Main ballast indicator system (circuit TP)

Hull opening indicator system (circuit TR)

Underwater log system (circuit Y)

Bow plane rigging indicator system

In addition, the following circuits which are not part of the I.C. systems, are supplied through switches on the I.C. switchboard:

Torpedo data computer (circuit GA-1)

Torpedo data computer (circuit 17GA-1)

Torpedo firing (circuit 6PA)

Torpedo ready lights (circuit 6R)

Target designation system (circuit GT)

8A2. Systems requiring alternating current. The following systems require alternating current for operation:


Self-synchronous operated motor order telegraph and indicator systems (for main propulsion orders)

Self-synchronous operated diving plane angle indicators (bow and stern planes)

Self-synchronous operated rudder angle indicator system

Hull opening and main ballast tank indicator systems

Hydrogen detector

Lubricating oil (low pressure) and circulating water (high temperature) alarm systems

Telephone selective ringing system

General announcing systems (alarm signals and voice communication)

Self-synchronous operated underwater log system

Self-synchronous operated propeller shaft revolution indicator system

Target designation system

  Engine governor control system (direct current on latest submarine)

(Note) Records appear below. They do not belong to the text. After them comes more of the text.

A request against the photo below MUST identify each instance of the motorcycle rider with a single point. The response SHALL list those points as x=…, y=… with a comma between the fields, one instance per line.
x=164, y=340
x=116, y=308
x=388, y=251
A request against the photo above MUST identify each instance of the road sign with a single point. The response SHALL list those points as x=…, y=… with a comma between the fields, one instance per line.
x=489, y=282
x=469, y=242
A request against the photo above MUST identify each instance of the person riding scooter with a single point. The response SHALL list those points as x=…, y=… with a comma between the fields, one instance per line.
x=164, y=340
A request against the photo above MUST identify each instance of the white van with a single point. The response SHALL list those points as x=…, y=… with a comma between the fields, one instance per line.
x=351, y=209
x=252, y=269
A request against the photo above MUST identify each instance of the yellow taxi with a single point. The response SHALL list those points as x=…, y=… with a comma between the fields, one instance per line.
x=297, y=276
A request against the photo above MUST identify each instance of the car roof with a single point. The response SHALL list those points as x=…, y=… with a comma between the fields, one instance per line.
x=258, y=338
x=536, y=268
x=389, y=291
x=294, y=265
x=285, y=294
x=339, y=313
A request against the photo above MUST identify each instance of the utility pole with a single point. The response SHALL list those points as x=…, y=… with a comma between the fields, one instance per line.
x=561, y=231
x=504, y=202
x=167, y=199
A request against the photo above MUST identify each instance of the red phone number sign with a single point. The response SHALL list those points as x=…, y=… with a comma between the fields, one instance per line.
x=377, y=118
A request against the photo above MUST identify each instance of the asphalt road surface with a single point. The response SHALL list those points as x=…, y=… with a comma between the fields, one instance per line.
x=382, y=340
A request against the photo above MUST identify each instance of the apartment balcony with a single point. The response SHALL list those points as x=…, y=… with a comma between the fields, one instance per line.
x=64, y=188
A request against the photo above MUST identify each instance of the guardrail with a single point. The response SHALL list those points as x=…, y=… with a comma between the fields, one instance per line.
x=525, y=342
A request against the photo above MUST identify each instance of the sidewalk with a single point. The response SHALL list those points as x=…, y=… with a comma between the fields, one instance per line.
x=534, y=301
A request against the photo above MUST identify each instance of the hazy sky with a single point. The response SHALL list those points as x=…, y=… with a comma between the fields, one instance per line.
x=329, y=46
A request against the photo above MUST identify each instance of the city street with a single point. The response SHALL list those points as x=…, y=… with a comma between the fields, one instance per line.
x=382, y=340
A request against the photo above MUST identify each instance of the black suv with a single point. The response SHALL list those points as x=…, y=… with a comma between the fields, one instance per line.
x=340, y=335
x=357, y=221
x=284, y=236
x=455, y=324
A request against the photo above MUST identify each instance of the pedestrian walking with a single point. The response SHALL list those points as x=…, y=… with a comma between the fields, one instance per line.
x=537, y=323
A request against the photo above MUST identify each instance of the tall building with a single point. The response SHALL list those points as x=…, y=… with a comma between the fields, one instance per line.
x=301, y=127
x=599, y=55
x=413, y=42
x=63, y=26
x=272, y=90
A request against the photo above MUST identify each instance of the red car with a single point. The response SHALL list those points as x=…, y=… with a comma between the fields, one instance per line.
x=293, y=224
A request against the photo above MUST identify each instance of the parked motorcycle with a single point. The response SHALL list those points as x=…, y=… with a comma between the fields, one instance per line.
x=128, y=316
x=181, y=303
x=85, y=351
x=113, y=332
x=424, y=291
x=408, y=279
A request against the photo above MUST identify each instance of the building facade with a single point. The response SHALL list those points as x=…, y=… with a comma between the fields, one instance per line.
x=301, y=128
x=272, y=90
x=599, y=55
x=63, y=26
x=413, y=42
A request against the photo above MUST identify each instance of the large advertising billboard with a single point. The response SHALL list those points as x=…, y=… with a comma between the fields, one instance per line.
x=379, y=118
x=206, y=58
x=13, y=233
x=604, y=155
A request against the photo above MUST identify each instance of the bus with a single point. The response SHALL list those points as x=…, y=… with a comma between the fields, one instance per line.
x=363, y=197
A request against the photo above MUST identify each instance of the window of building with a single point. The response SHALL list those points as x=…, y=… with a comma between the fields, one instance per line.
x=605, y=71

Torpedo data computer (circuit GAl)

8A3. Systems requiring direct current. The following systems require direct current for operation:

Marker buoy system

Engine order indicator system (alternating current on older submarines)


Auxiliary gyrocompass

Torpedo data computer (17GA-1)

Torpedo firing

Torpedo ready lights

Engine governor control system

Auxiliary bow and stern plane angle indicating systems

Resistance thermometer systems

Gyrocompass system

8B1. Interior communication switchboard. a. Description. The I.C. switchboard is usually located on the starboard side of the control room. The switchboards on the latest type submarines are equipped with snap switches and dead front fuses, with blown fuse indication, mounted directly below or on either side of each switch requiring fuses. Earlier type submarines used knife switches with fuses mounted immediately below each switch.

b. Source of power. The alternating current power supply to this switchboard is obtained from the I.C. motor generators which are comprised of either 250-volt d.c. motors and 120-volt a.c. generators, or 120-volt d.c. motors and 120-volt a.c. generators, depending upon the type of installation. The former would take its power directly from the batteries, the latter from the lighting system. If the supply is taken from the lighting system, the installation is also

  equipped with an emergency supply obtained from a center tap off the battery through a double throw switch, for use in the event of failure of the lighting motor generator set.

The direct current power supply to the switchboard comes from the lighting system. An auxiliary supply of direct current for the gyro compass and torpedo data computer may be obtained from a rectifier which receives its power supply from the alternating current bus.

Fused switches are supplied for the primaries of each of the two 120/8 volt transformers for the 6-8 volt circuits, and for the searchlight. One spare fused switch is provided, wired into the direct current bus, and 2 spare switches are wired into the alternating current bus.

Figure 8-1 is a simplified diagram showing the I.C. power supply system and controls.


Figure 8-1. Simplified diagram of I.C. power supply.
Figure 8-1. Simplified diagram of I.C. power supply.

Figure 8-2. I.C., gyro, action cutout and I.C.
motor generator switchboards, latest type.
Figure 8-2. I.C., gyro, action cutout and I.C. motor generator switchboards, latest type.
8B2. Action cutout switchboard. The action cutout switchboard on the latest fleet type submarines is mounted adjacent to the I.C. switchboard. The action cutout switchboard usually has 6 snap switches (5 active and 1 spare) which are provided to cut out general   announcing circuits from the bridge and conning tower; and 8 rotary switches (7 active and 1 spare) to cutout and transfer the control and indicating stations of the various I.C. circuits between the bridge, the conning tower, and the control room.

Figure 8-3. Action cutout and I.C. switchboards, latest type.
Figure 8-3. Action cutout and I.C. switchboards, latest type.